East and South-East Asian countries such as South Korea, Indonesia and Malaysia adopted this diversification, leading to a higher growth of manufacturing output in GDP compared to those in South Asia, he said.
The simultaneous development of five or six such industries not only served their rapid growth but also generated productive jobs and absorbed surplus labour, the former economics teacher of Dhaka University said.
He spoke during a public lecture on “Economic growth, structural transformation and employment: Which pathway?”.
Held on Tuesday, it was the third lecture to be organised by the Department of Economics and Social Sciences of Brac University at its Mohakhali campus auditorium.
In 2000, manufacturing provided 29 percent of South Korea's GDP and 23 percent of the country's total employment while the figures for China were 32 percent and 16 percent respectively in 2005 and for Taiwan 33 percent and 32 percent respectively in 1990, he said.
All of these led to their rapid economic growth and structural changes, Islam said.
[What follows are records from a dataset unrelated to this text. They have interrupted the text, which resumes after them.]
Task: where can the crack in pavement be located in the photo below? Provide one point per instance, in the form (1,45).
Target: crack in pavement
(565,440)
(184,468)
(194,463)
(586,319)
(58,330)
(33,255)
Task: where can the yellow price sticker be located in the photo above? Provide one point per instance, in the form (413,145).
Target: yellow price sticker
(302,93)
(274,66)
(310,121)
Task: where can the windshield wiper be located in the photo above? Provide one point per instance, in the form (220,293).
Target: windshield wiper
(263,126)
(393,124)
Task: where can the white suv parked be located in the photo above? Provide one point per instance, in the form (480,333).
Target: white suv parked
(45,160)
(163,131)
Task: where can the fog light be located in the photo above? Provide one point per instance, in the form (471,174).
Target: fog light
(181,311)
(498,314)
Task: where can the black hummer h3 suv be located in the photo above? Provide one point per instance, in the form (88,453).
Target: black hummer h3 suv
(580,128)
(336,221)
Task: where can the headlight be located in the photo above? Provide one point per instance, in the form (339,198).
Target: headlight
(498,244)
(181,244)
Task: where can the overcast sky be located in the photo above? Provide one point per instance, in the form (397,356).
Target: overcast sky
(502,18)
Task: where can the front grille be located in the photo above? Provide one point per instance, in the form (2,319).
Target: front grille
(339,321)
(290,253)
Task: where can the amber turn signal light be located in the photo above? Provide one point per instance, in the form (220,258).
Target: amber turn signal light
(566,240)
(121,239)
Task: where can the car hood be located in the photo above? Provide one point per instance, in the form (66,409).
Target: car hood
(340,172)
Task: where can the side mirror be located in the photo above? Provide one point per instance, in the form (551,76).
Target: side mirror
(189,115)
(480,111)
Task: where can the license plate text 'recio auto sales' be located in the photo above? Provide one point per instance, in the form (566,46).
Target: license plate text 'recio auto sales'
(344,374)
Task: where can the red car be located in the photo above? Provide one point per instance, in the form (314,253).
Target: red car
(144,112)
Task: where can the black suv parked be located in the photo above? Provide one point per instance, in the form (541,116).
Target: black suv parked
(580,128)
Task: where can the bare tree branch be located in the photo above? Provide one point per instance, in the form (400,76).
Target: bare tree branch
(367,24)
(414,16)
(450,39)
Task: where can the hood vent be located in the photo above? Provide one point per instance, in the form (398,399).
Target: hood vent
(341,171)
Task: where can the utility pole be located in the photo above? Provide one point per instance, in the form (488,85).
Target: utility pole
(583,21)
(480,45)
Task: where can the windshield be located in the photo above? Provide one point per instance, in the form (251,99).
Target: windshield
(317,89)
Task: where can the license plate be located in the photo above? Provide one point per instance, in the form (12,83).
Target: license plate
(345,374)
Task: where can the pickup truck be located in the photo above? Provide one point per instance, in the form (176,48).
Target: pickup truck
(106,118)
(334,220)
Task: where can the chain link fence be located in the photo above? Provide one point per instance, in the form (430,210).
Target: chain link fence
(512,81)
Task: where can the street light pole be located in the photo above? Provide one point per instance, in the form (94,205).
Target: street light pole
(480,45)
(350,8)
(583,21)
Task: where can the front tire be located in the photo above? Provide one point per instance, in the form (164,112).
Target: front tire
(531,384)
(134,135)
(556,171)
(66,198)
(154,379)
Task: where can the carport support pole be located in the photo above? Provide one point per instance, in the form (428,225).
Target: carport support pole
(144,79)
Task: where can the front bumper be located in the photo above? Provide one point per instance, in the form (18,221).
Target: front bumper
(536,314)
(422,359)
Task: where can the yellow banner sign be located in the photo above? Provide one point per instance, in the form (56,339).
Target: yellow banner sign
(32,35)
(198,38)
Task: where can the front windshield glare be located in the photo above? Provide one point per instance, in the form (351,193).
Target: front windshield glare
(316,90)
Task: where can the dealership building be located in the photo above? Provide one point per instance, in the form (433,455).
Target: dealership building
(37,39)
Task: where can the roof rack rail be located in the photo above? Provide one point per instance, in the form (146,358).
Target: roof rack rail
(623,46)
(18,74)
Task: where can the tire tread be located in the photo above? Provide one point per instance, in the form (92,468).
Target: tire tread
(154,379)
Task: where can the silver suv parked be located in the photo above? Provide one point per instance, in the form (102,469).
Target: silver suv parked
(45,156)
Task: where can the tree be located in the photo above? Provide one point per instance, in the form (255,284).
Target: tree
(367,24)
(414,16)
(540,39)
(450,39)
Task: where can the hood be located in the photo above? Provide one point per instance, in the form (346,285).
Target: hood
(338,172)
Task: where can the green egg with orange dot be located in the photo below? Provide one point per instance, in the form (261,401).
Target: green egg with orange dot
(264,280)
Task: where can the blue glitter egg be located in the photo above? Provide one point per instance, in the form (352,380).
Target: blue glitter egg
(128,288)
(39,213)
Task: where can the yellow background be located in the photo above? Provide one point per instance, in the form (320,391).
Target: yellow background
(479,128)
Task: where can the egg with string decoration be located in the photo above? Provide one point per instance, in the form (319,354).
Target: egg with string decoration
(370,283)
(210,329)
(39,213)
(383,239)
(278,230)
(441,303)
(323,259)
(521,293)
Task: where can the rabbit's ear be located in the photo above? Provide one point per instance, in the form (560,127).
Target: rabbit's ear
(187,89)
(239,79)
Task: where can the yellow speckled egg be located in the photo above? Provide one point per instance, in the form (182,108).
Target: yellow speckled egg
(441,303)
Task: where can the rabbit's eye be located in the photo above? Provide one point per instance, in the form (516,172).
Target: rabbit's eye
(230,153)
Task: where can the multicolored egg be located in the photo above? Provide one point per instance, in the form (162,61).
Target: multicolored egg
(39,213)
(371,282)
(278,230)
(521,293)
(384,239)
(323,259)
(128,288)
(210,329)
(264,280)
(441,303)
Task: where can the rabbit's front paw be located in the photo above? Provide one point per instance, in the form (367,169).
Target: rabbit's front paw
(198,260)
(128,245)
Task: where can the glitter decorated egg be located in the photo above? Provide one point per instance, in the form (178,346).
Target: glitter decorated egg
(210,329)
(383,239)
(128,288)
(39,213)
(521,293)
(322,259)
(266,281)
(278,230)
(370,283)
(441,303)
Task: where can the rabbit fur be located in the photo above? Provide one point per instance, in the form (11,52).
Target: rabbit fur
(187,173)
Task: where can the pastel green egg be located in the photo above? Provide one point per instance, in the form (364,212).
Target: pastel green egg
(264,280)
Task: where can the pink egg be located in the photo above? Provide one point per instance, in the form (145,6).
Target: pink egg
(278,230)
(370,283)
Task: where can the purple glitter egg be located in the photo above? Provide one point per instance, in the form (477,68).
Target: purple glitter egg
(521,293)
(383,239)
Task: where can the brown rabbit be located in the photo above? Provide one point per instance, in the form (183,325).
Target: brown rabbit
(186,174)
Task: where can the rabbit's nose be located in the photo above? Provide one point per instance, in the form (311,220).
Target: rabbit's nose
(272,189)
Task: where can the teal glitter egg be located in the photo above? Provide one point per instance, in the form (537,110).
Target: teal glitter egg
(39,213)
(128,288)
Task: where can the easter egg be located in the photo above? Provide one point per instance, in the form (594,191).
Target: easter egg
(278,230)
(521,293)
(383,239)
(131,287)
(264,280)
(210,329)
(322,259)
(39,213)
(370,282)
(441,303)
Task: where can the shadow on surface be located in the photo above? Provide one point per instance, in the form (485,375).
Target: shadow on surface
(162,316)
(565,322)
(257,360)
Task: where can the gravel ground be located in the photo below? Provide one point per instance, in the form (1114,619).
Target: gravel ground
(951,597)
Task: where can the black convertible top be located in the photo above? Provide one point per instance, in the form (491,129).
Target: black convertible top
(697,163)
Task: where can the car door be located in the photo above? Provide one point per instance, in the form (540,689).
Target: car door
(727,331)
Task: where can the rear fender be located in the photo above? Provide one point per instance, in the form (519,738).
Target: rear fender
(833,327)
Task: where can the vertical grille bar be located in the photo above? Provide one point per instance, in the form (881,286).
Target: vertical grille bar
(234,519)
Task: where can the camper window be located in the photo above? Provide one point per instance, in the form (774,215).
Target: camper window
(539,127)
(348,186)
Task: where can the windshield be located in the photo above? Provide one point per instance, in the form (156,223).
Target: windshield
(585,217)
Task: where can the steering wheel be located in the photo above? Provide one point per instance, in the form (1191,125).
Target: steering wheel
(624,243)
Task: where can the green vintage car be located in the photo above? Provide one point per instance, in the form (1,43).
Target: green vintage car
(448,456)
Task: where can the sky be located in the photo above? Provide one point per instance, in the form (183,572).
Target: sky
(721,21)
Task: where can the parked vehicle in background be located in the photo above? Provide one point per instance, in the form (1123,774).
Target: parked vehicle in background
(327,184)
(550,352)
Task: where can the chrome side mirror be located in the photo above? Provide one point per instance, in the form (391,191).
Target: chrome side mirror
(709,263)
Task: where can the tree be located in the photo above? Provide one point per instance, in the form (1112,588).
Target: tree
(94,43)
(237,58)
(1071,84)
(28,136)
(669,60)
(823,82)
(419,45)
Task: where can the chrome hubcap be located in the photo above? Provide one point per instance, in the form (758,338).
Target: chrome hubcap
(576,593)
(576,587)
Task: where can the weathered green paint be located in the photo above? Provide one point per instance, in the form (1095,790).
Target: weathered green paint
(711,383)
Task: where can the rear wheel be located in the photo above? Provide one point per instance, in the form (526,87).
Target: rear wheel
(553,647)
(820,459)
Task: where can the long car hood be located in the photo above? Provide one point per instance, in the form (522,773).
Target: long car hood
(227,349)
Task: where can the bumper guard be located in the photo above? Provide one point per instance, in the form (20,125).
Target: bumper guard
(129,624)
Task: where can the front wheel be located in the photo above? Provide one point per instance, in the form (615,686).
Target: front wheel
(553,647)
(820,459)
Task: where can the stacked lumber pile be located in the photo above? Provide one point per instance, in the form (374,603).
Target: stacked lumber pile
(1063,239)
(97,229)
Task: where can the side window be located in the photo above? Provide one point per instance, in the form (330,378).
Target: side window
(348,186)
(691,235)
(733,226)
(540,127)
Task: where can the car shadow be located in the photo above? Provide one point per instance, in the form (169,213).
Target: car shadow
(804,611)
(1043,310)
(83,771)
There are alternatives for structural transformations, exemplified by Nepal's tourism sector which provided 2.4 percent of GDP, 2 percent of employment and 7.5 percent of foreign exchange in 2000 while India's ICT sector provided 9.5 percent of GDP, 15 percent of exports and 3.5 million jobs in 2014-15, he said.
India's ICT sector promises 50,000-60,000 jobs annually if it continues a 15 percent growth but it is dwarfed in comparison to that of manufacturing, growing at 12pc and promising around 3.6 million jobs, which is one third of the total addition to the labour force, Islam said.
In Bangladesh, manufacturing generates about 4 lakh new jobs a year, about 30 percent of the annual addition to a labour force of 62.1 million in 2015-16, said the former special adviser for employment sector at the International Labour Organisation.
With a 12-14 percent annual growth, it could absorb over one third of the annual addition, provided there is reasonable growth of investment and diversification, he said.
Brac Chairperson Sir Fazle Hasan Abed, former finance minister M Saiduzzaman, former Bangladesh Bank governor Saleh Uddin Ahmed, the Centre for Policy Dialogue's Executive Director Mustafizur Rahman and Policy Research Institute's Chairman Zaidi Sattar were present.
Brac University Vice Chancellor Prof Syed Saad Andaleeb gave the opening address, the economics department Chairperson Prof ATM Nurul Amin moderated the session and Pro-Vice Chancellor Ansar Ahmed presented the closing remarks.